I need a little diversion before I go to bed, so I stole a little survey from my good buddy Holly (theCrankyone). Hope I have some good dreams tonight.

1: Grab the book nearest to you, turn to page 18, find line 4. Write down what it says:

"...were in fact actors. I asked them what I should say, and they said..." (book: The Pleasure of my Company)

2: Stretch your left arm out as far as you can. What do you touch first?:

nothing, but if I bend it slightly backwards I find my teddy bear. Hi Teddy!

3: What is the last thing you watched on TV?:

The news...snow tonight. Blechhh, its fucking April!! What's up with that?

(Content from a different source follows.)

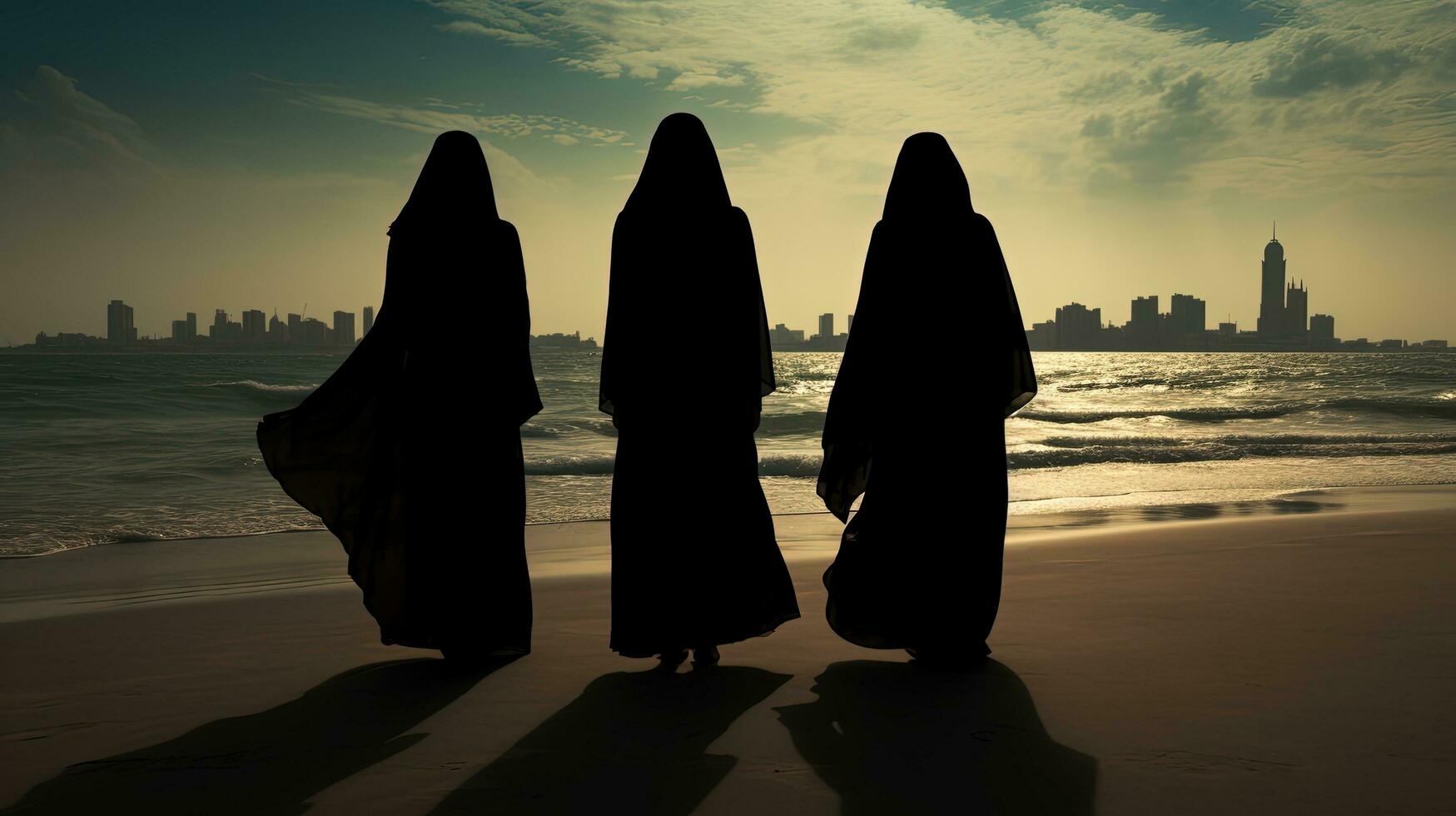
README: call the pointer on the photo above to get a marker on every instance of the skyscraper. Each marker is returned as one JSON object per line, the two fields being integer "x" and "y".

4: WITHOUT LOOKING, guess what the time is:

12:35 a.m.

5: Now look at the clock, what is the actual time?:

12:35 a.m. (heh, heh, its on my computer. I cheated)

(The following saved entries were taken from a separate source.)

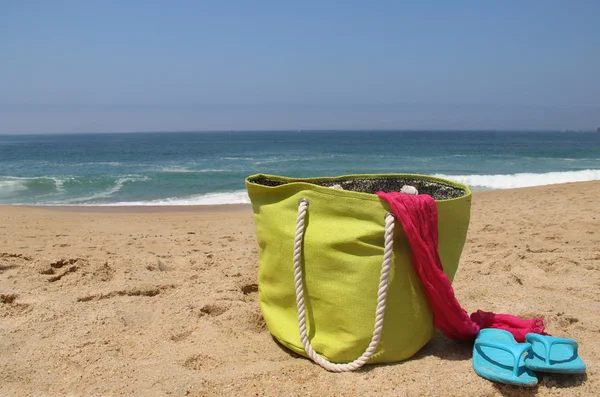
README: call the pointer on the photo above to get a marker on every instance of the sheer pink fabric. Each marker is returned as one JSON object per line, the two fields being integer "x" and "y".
{"x": 419, "y": 219}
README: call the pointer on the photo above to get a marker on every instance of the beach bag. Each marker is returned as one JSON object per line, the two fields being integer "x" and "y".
{"x": 336, "y": 282}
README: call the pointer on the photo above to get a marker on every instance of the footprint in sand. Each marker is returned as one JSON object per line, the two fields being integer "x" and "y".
{"x": 201, "y": 362}
{"x": 9, "y": 307}
{"x": 66, "y": 266}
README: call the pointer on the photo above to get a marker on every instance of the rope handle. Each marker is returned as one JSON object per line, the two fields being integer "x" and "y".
{"x": 381, "y": 294}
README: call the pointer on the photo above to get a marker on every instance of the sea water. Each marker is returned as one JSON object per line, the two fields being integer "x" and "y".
{"x": 174, "y": 168}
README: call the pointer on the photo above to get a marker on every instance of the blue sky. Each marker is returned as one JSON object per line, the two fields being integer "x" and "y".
{"x": 109, "y": 66}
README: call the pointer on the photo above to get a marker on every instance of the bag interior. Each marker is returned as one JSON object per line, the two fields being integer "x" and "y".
{"x": 436, "y": 189}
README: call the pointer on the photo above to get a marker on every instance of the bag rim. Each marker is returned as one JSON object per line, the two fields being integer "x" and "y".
{"x": 308, "y": 184}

6: With the exception of the computer, what can you hear?:

My Kandinsky poster scraping on the wall. Its hanging loose over a baseboard heater and its flapping around. Sounds kinda creepy, like zombies eating rice crispies or something.

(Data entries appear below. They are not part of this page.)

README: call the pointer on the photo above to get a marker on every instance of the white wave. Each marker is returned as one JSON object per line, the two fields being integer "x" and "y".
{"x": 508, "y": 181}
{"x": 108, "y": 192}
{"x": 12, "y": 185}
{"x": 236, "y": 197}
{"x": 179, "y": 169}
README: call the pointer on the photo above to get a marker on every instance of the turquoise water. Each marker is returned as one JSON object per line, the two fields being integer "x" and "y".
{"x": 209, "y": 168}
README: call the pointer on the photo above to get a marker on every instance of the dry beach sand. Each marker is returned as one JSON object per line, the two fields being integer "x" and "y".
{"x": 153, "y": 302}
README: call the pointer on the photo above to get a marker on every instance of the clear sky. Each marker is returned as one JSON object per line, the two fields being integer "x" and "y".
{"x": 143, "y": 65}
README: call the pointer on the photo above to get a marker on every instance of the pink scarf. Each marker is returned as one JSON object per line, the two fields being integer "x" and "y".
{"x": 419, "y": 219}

7: When did you last step outside? what were you doing?:

Waiting for some people to come look at my car tonight (they never showed. Snarl). Anyways, it was snowing like a bitch, and I had to pry the car door open since it was frozen shut. Its fucking APRIL, weather gods, please stop pummeling us with your frosty dandruff!

8: before you came to this website, what did you look at?:

I just put an item on E-Bay. Please buy it so my cat can eat. This has been a message from your proud sponsor Saveawittykitty'

9:What are you wearing?:

jeans, black turtle neck, the usual art girl uniform.

10: Did you dream last night? What about?:

yes, and I'm still trying to forget it.

11: When did you last laugh?

Yesterday when I was hearing about how a perfect little housewife "went lesbo" after going to a women's festival in the 1980's.

12: what is on the walls of the room you are in?:

A floral calendar and a postcard taped over my computer that says, "I used to be indecisive, now I'm not sure."

13: Seen anything weird lately?:

Me looking in the mirror last night after I took some tramadol.

14: What do you think of this quiz?:

Its keeping me out of trouble.

15: What is the last film you saw?:

The Ladykillers.

16: If you became a multimillionaire overnight, what would you buy first?:

A house on the beach, a new solar-powered car, and a 24 hour a day on-call masseuse to rub my feet and feed me chocolate.

17: Tell me something about you that I don't know:

I got stuck on a ferris wheel once when I was a kid (it was broken), and we kept going around and around and around. And it was somehow like a Twilight Zone episode, since the ferris wheel was next to a drive-in movie screen and they started the movie while they were trying to rescue us...Whee!

18: If you could change one thing about the world, regardless of guilt or politics, what would you do?:

Well, excuse me for being a peacenik, hippie-brain, but I would just take all the weapons in the world and send them off into space, and tell everybody to get over this hatred-let's-kill-each-other-thing.

19: Do you like to dance?:

I have absolutely no rhythm, so no.

20: George Bush:

Don't get me started...

21: Imagine your first child is a girl, what do you call her?:

Ok, first of all, I have to get over the shock that I got knocked up and didn't realize it. Phew. Ok, focus Witty. I guess I would name her Lauren

21: Imagine your first child is a boy, what do you call him?:

Gregory or Alan

22: Would you ever consider living abroad?: Oh living abroad, I thought you said, as-a-broad. Sure, why not. Some place safe, quiet, sunny, with free chocolate, cute nude guys and no cell phones.